The chaos on the charging cable market will soon come to an end. The federal government has implemented an EU directive, thanks to which most electrical devices will soon have to have a USB-C port as a charging cable.
The new regulation, which the federal government has now implemented, will apply as early as December. By then at the latest, newly sold smartphones, tablets, etc. must have a charging cable with a USB-C port.
To this end, the federal government has decided to change the Radio Equipment Act. The basis for the change in the law is an EU directive from last year.
Why will all charging cables soon have a USB-C port?
Two central points are crucial for the introduction of standardized charging cables.

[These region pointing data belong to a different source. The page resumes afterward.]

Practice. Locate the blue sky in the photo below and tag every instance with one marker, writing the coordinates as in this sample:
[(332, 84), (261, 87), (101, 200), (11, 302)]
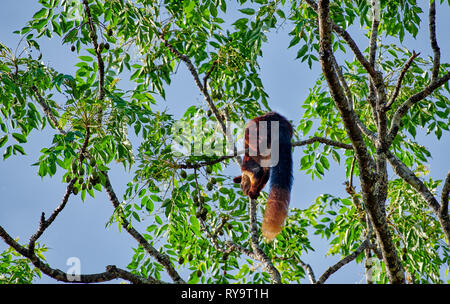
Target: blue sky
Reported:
[(79, 231)]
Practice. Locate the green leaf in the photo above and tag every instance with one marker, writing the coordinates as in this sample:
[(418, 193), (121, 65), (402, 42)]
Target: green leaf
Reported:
[(3, 140), (20, 137), (40, 13), (86, 58), (19, 149), (302, 51), (136, 216), (195, 225), (247, 11)]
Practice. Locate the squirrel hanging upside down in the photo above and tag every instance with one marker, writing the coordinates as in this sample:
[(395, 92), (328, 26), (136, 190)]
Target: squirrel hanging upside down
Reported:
[(268, 154)]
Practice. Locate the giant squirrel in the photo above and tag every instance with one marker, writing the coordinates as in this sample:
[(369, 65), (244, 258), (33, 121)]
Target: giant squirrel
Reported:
[(261, 163)]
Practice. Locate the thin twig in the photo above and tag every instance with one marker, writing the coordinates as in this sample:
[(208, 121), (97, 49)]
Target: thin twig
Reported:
[(44, 224), (345, 260), (400, 79), (433, 40), (111, 273)]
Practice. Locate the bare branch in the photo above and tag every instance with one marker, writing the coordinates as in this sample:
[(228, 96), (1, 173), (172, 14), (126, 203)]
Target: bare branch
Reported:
[(309, 271), (211, 69), (374, 31), (93, 37), (401, 111), (445, 195), (259, 254), (203, 88), (47, 110), (345, 260), (161, 258), (348, 116), (111, 273), (434, 45), (409, 177), (323, 141), (400, 79), (352, 44), (44, 224)]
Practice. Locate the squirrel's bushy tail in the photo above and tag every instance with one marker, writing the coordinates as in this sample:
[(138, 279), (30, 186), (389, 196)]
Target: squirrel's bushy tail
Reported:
[(276, 212), (280, 185)]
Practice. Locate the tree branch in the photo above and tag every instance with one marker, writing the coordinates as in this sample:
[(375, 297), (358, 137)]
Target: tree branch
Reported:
[(434, 44), (400, 79), (348, 116), (111, 273), (445, 196), (409, 177), (322, 140), (345, 260), (44, 224), (259, 254), (374, 31), (352, 44), (47, 110), (93, 37), (309, 271), (161, 258), (401, 111)]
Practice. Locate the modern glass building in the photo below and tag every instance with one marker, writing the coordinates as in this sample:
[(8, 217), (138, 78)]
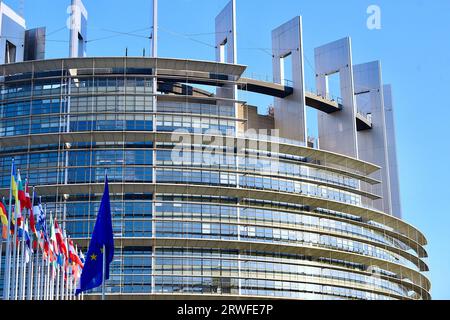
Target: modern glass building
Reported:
[(204, 207)]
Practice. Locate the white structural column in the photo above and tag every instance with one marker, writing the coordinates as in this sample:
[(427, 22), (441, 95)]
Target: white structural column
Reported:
[(78, 30), (337, 131), (155, 30), (290, 112), (392, 151), (372, 144), (226, 45), (226, 52), (12, 35)]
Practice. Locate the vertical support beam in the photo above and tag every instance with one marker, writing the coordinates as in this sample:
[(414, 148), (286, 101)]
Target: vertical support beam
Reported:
[(34, 44), (372, 144), (12, 35), (290, 112), (226, 44), (392, 151), (155, 30), (226, 51), (78, 29), (337, 131)]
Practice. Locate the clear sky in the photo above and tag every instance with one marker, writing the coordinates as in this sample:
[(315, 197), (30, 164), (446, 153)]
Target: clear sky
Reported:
[(413, 45)]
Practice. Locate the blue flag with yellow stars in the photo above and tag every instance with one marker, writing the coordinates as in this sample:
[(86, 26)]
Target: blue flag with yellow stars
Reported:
[(91, 277)]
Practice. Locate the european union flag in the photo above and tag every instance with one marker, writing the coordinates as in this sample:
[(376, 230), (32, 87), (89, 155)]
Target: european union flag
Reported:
[(102, 242)]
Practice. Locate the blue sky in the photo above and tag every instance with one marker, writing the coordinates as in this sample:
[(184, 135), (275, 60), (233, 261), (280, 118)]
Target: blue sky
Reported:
[(413, 45)]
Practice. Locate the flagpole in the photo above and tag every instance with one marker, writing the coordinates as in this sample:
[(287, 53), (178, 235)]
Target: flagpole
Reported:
[(37, 272), (1, 254), (21, 269), (104, 272), (15, 254), (30, 286), (7, 276), (32, 253)]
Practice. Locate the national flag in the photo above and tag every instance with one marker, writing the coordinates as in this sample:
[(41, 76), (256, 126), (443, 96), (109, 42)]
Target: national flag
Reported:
[(83, 260), (47, 247), (101, 245), (33, 222), (27, 204), (60, 240), (73, 256), (40, 215), (14, 187), (53, 245), (3, 214), (29, 249), (21, 191), (4, 232)]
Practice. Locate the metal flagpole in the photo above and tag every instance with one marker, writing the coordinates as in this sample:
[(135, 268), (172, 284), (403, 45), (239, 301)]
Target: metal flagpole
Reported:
[(31, 262), (22, 270), (15, 254), (7, 276), (155, 29), (22, 264), (30, 286), (103, 272), (37, 275), (1, 253)]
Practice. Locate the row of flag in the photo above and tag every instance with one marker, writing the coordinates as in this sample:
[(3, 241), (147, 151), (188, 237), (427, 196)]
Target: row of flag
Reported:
[(42, 262)]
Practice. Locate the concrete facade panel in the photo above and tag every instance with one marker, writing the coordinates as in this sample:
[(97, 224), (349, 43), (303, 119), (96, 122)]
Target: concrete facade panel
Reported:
[(290, 112), (372, 144), (337, 131)]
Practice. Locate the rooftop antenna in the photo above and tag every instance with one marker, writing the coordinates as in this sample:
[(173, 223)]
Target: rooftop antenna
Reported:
[(155, 29), (22, 8)]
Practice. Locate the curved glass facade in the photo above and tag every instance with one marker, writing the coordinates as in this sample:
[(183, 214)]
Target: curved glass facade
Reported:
[(235, 226)]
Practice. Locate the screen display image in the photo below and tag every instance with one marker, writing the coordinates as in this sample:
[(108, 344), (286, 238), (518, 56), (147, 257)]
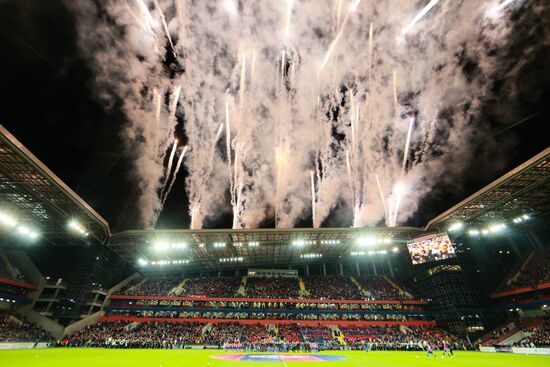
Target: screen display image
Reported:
[(431, 248)]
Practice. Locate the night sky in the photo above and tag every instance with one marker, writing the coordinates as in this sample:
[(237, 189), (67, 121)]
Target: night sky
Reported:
[(49, 103)]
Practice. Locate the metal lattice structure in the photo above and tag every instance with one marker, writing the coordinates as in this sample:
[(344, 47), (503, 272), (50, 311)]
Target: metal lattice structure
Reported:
[(33, 193), (525, 189), (256, 247)]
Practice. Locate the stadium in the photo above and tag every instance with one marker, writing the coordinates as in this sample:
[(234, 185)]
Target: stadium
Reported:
[(254, 194)]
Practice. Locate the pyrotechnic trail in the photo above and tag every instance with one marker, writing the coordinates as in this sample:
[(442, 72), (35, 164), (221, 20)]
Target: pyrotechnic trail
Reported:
[(163, 20), (242, 88), (501, 6), (174, 175), (288, 16), (350, 180), (148, 21), (313, 216), (395, 103), (407, 144), (175, 100), (274, 58), (398, 192), (370, 55), (253, 68), (279, 167), (170, 161), (338, 14), (340, 33), (194, 213), (158, 106), (382, 199), (419, 16)]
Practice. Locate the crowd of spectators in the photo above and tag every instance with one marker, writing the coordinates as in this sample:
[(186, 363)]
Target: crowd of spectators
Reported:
[(170, 335), (154, 286), (331, 287), (290, 333), (412, 338), (266, 315), (166, 335), (537, 271), (272, 288), (17, 329), (379, 288), (212, 287), (327, 287), (234, 333), (539, 336)]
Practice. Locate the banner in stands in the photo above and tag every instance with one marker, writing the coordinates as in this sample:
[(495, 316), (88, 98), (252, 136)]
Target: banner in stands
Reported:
[(267, 322), (434, 247), (5, 346), (516, 350), (281, 300)]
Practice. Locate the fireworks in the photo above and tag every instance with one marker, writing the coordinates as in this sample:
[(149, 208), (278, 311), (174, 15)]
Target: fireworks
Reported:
[(339, 34), (407, 143), (313, 216), (283, 112), (178, 165)]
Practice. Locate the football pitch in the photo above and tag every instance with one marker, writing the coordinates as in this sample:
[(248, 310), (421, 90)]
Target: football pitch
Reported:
[(191, 358)]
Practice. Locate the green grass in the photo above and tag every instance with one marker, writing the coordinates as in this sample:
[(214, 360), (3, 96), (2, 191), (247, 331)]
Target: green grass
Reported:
[(191, 358)]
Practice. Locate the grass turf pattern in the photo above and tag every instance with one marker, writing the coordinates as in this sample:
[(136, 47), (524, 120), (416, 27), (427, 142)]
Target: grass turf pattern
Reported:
[(92, 357)]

On the one hand, the change is intended to make things easier for consumers. In the future, you will no longer have to have different charging cables for different devices.
But environmental protection and the protection of resources also play a crucial role in this change in the law. For example, if an old smartphone has no longer served its purpose, the cable can be reused for a new – or different – device in the future. This should also reduce the amount of electronic waste.
Consumers will have a choice in the future
For example, if you buy a new smartphone after the change in the law is introduced, a new charging cable will no longer necessarily be included.
In the future, consumers should have the choice of whether they want to buy a new cable with a new device. If you don’t need this, you can simply continue to use your old, existing cables.
To which devices does the new regulation not apply?
But unfortunately the change in the law does not apply as comprehensively as some consumers might wish. Wirelessly chargeable devices such as some headphones are excluded. These do not necessarily have to have a USB port.
There won’t be any relief from cable clutter on the notebook market very soon either. Because the USB-C connection will only be considered mandatory here from 2026.